Oggi 2 settembre è Sant’Elpidio: il monaco eremita “pieno di speranza”

Molto venerato nelle Marche, Sant’Elpidio fu un monaco eremita che divenne abate e il suo nome è fortemente associato alla speranza. 

Sant'Elpidio
Sant’Elpidio – lalucedimaria.it

Oggi, 2 settembre, ricorre la memoria liturgica di Sant’Elpidio, monaco eremita che visse nel IV secolo molto probabilmente nei pressi di Ascoli Piceno. Il suo culto è diffuso principalmente nelle Marche, dove due comuni portano il suo nome (Sant’Elpidio a Mare e Porto Sant’Elpidio).

E proprio il suo nome, che deriva dal greco Elpidios (da elpis, «speranza») ha perciò un grande significato perché può essere tradotto come «pieno di speranza». L’eremita il cui nome evoca la speranza visse all’insegna di un rigoroso ascetismo seguendo così le vie della perfezione.

Santo di oggi 2 settembre: Sant’Elpidio

Non ci sono molte informazioni circa la vita di questo santo, e le poche notizie che si hanno si devono ad un discepolo di San Giovanni Crisostomo. Si tratta del monaco e vescovo Palladio di Galazia (c. 363-420), il quale scrisse la Storia Lausiaca e in questo testo fa riferimento ad Elpidio.

Si apprende pertanto che il Santo era originario della Cappadocia dove visse per circa 25 anni come anacoreta. Si era stabilito in alcune grotte nei pressi di Gerico per dedicarsi interamente alla contemplazione di Dio. Era insigne per l’autodisciplina che praticava e rappresentava un esempio per chi, come Palladio, lo aveva conosciuto.

Si narra un episodio che testimonia, appunto, la grande autodisciplina che caratterizzava Sant’Elpidio. Una notte, mentre si trovava in compagnia di alcuni anacoreti, tra cui anche il Palladio, fu punto da uno scorpione mentre stava salmodiando. Nonostante l’animale gli avesse inevitabilmente procurato un dolore fisico evidente, lui non si scompose più di tanto e si limitò a calpestare l’animale per poter continuare a cantare lodi al Signore mantenendosi sempre dritto in piedi.

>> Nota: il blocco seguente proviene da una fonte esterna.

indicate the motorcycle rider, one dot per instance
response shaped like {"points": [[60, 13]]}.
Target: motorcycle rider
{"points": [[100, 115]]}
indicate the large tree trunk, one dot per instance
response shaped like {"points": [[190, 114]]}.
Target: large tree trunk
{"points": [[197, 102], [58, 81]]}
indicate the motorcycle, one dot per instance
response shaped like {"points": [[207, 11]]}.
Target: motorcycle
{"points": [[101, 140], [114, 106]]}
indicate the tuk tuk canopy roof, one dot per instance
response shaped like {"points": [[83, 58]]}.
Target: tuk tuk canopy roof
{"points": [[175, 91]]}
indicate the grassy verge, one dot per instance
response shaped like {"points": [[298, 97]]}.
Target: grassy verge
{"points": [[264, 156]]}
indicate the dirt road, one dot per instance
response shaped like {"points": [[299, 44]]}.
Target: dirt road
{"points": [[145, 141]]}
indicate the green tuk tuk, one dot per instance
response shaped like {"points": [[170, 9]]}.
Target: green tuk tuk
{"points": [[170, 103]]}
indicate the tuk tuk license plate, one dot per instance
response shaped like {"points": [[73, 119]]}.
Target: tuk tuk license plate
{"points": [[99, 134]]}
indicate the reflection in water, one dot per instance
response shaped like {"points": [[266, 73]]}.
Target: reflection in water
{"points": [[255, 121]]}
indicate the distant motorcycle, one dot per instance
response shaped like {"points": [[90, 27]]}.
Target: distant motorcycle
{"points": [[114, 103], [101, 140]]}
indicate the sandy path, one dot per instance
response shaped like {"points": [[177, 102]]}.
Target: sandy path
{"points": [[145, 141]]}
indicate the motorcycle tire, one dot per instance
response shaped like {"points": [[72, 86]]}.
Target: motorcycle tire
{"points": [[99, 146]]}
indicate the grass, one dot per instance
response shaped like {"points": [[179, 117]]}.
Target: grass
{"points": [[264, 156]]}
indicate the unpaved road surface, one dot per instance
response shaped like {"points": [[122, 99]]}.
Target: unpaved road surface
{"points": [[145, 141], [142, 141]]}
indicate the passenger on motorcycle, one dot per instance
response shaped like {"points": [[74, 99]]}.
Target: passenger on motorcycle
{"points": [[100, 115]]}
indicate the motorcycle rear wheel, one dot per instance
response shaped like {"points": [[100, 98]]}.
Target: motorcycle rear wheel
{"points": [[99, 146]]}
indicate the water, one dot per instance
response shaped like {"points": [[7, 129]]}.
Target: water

La via cenobitica per la perfezione

Lo stile di vita eremitico che Sant’Elpidio praticò per un certo tempo fu interrotto dalla presenza di altri anacoreti con cui intraprese un sistema cenobitico. Lo raggiunsero Ennesio e il fratello Eustasio, ed anche un discepolo di nome Sisinnio.

Stando al racconto che ne fa Palladio nella sua opera, Sant’Elpidio morì in una delle grotte presso Gerico in cui aveva vissuto. Ci sono racconti secondo cui per un periodo lasciò quella terra per giungere in Italia e intraprendere una missione evangelizzatrice nella zona del Piceno. 

La vita cenobitica, del cui stile l’iniziatore era stato San Pacomio, con la fondazione presso il Nilo dei primi conventi di uomini e donne nella Tebaide, fu ripresa da Sant’Elpidio che divenne l’abate del suo monastero. La vita austera che conduceva comprendeva la pratica penitenziale di molti digiuni. Si dice che mangiasse così poco da prendere il cibo soltanto per due volte a settimana e digiunando il resto del tempo. Pregava di giorno e anche di notte, dormendo poco e alzandosi per salmodiare.

A testimonianza del fatto che quasi sicuramente si era trasferito lì c’è il ritrovamento di alcune delle sue reliquie che din dal primo millennio sono state rinvenute nelle Marche. Attualmente sono conservate all’interno di un sacrofago romano realizzato in marmo pario. Il monumento risale al IV secolo e si trova oggi dentro la chiesa a lui dedicata e intitolata nel comune di Sant’Elpidio a mare, che pure porta il suo nome in suo onore.